A federal court of appeals in Washington, DC, Friday dismissed an industry challenge to a Securities and Exchange Commission (SEC) rule requiring producers to publicly report how much they pay governments for access to oil, natural gas and minerals.

The American Petroleum Institute (API), U.S. Chamber of Commerce, Independent Petroleum Association of America, and the National Foreign Trade Council argued their case before the U.S. Court of Appeals for the District of Columbia in late March, raising both constitutional and statutory claims.

“We hold that we lack authority to hear this suit in the first instance and dismiss the petition for lack of jurisdiction,” said a three-judge panel for the appellate court. “‘Out of an abundance of caution,’ petitioners also filed suit in United States District Court. Their caution proved prescient,” the judges said.
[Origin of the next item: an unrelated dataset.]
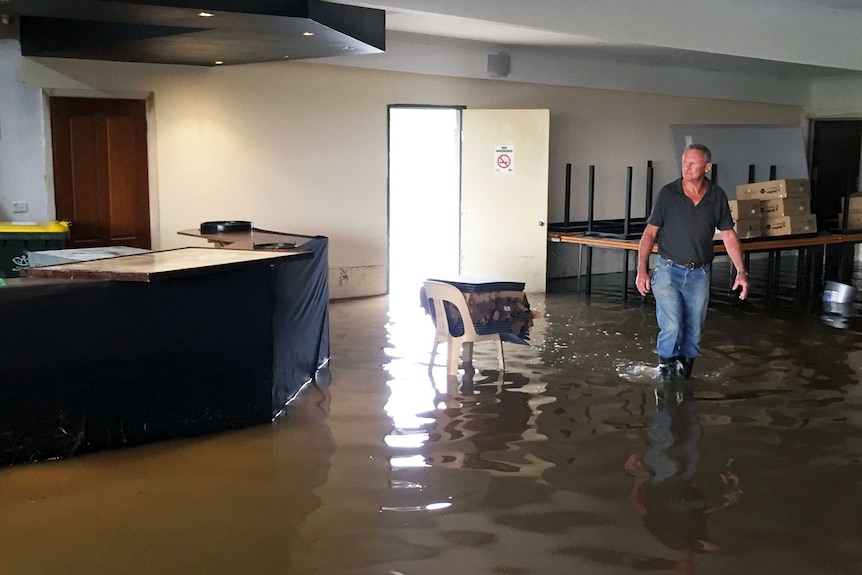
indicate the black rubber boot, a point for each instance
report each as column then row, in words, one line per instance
column 684, row 365
column 667, row 367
This rule damages the competitiveness of American companies by requiring business-sensitive information to be shared with America’s global competitors, such as those in China and Russia, API and the other groups said.

In their lawsuit filed last October, the groups argued that the rule goes far beyond what Dodd-Frank required (see Daily GPI, Oct. 12, 2012). “Section 1504 requires only that a ‘compilation’ or aggregation of payment information made by all U.S. companies to each foreign government and federal government be made publicly available. The SEC, however, grossly misinterpreted its statutory mandate to require that each U.S. company publicly file a report on the Commission’s online electronic database, detailing each payment made to each and every foreign government, for each and every ‘project’ relating to extractive industry.”

The Dodd-Frank final rule cleared the SEC by a vote of 2-1 in August 2012 (see Daily GPI, Aug. 23, 2012). It requires producers to disclose in their annual reports information relating to their resource extraction payments, or those of a subsidiary or any other unit under their control, to a foreign government or to the U.S. government for the commercial development of oil, natural gas or minerals. It defines commercial development of oil, gas and minerals to include exploration, extraction, processing and exports, according to the SEC. It would require the reporting of “any payment, whether [it is] a single payment or a series of related payments, that equal or exceeds $100,000 during the most recent fiscal year.”